Being a wireless form of communication bluetooth is automatically subject to hacking threats. By allowing communication between wireless devices, bluetooth also allows individuals access to anothers personal information.

Although mobile phones are the most threatened by the privacy and security breaches of this technology, other devices such as PDAs and personal laptops are also highly subjectable. At this time in the development of such an advanced technology there are some serious flaws.

Ones mobile phone is a personal device; mobile phones can store numerous types of private information. The flaws found in the bluetooth technology used in mobile phones entails the ability of strangers to hack into ones private information and use that in many ways.

The attacker can download information such as phone numbers from the address book, text messages in the phone and also calender events.
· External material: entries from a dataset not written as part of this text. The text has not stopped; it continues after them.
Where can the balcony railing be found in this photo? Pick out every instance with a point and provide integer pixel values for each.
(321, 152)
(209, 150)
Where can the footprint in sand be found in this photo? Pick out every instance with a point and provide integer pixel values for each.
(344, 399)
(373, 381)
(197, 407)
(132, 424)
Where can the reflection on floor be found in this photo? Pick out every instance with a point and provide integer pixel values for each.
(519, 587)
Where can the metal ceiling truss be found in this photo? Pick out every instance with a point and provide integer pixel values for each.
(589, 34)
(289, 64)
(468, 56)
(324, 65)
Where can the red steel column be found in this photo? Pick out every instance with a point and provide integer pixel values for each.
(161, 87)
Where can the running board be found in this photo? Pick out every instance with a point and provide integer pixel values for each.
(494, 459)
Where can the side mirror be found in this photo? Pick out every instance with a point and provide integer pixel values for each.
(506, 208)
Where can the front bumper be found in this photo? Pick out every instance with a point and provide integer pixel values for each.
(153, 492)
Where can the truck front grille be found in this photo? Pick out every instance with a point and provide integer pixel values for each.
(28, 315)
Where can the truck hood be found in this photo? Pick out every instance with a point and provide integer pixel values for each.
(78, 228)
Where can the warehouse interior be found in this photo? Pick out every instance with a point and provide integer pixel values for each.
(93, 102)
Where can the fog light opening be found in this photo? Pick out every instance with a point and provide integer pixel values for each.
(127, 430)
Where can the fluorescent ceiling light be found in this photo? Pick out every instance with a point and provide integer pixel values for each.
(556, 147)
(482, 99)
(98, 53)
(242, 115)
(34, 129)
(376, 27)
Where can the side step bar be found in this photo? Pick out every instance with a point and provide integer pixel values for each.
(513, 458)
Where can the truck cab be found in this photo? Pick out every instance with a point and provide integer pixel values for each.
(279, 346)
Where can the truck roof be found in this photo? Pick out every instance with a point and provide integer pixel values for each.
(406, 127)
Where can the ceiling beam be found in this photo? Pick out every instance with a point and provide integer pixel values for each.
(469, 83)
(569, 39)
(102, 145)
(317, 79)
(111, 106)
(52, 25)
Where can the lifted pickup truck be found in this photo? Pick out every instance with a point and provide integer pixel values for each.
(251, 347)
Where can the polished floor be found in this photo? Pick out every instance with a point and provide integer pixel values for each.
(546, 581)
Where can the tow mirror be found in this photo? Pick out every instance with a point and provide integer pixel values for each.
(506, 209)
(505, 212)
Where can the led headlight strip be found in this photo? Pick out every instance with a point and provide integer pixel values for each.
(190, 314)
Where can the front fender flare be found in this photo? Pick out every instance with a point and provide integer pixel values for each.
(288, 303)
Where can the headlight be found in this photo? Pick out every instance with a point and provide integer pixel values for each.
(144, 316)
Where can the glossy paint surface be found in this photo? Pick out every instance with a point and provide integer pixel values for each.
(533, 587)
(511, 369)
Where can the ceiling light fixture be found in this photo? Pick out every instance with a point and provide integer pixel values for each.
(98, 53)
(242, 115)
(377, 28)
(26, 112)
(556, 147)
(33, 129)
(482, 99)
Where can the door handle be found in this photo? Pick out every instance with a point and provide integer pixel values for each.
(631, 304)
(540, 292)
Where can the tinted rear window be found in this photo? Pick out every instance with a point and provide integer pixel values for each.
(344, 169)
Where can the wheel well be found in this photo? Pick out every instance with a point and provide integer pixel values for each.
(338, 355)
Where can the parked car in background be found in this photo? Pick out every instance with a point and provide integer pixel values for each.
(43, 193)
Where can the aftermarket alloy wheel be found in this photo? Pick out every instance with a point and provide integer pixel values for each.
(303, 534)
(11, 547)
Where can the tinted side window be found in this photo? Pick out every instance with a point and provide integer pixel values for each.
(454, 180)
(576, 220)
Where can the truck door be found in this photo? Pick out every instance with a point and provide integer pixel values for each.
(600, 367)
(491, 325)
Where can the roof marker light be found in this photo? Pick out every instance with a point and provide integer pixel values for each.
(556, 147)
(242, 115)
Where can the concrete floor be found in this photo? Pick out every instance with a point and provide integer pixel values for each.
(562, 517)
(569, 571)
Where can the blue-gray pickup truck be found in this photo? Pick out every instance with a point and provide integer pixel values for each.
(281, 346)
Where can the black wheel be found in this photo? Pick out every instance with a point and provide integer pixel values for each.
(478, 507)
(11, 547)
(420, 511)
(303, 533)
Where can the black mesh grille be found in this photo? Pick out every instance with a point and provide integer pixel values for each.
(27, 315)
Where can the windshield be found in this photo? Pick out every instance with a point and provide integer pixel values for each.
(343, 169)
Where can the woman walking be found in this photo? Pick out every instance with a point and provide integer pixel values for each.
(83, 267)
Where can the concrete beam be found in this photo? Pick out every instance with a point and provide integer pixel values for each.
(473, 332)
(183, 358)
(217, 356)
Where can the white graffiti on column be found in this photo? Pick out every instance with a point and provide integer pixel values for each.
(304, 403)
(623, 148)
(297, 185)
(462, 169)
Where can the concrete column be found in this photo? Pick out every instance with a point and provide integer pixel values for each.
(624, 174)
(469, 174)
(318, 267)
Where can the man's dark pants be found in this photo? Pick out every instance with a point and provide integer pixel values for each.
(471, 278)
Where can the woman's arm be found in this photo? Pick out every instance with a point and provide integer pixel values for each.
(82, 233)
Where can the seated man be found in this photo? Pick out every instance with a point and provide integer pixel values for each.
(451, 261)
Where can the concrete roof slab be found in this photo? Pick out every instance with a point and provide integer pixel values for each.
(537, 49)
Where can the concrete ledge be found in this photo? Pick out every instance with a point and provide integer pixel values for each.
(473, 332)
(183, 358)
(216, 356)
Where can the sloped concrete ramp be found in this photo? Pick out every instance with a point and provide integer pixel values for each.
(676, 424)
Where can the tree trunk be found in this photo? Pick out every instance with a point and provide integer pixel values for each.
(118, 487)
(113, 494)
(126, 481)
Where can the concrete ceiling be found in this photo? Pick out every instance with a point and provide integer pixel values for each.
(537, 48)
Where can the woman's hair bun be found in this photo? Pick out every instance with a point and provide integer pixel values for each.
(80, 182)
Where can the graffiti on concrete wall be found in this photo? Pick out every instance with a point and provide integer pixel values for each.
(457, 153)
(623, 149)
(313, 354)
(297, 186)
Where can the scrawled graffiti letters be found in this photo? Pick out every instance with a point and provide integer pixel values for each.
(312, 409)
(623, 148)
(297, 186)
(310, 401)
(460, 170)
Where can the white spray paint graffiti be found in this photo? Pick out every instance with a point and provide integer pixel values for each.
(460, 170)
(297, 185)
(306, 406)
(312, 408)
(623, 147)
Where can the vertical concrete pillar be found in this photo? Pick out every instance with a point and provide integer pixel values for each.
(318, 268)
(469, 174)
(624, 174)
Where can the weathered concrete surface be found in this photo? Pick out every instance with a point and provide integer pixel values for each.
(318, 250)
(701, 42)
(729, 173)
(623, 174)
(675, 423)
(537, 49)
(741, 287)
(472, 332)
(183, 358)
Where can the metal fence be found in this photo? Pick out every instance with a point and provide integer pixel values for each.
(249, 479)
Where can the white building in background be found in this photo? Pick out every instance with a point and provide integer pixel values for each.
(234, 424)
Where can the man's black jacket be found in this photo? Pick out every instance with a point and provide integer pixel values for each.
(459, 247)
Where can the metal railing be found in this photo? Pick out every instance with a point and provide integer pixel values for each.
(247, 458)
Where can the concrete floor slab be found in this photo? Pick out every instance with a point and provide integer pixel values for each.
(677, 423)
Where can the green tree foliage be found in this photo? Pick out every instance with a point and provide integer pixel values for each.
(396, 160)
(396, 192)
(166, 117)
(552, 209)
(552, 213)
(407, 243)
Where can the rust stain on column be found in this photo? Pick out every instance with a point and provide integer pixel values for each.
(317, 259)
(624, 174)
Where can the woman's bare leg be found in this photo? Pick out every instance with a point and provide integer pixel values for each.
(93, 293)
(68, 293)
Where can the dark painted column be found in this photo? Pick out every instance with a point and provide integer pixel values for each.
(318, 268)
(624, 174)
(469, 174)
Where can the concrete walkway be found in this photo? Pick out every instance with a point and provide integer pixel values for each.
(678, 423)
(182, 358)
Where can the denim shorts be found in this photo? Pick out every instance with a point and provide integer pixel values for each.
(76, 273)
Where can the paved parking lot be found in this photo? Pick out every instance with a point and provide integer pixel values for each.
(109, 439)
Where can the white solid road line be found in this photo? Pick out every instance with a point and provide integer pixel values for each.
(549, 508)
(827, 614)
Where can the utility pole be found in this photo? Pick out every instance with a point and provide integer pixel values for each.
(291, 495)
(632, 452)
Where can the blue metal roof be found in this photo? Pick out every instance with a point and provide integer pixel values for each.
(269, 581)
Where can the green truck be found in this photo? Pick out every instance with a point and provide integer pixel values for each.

An attacker could even plant phony text messages in a phone's memory, or turn the phone sitting in a victim's pocket or on a restaurant table top into a listening device to pick up private conversations in the phone's vicinity.

As Bluetooth is included in devices such as mobile phones, that most people carry with them all the time and every device is uniquely identified by its device address, privacy issues are raised. For example within a building; their approximate position could be known in real time. That is because the address, just like MAC addresses^3 , have a fixed per manufacturer part, that would help distinguish an Ericsson phone from a Nokia one. Even if the distance to the device cannot be known with high precision due to many differences in signal strength adjustment by several manufacturers, the address itself could be used to identify a visible device. This can be done, for example by having multiple Bluetooth access points that send inquiry requests for new devices each second. Any device that gets into their range could then be detected and identified using the Bluetooth device address.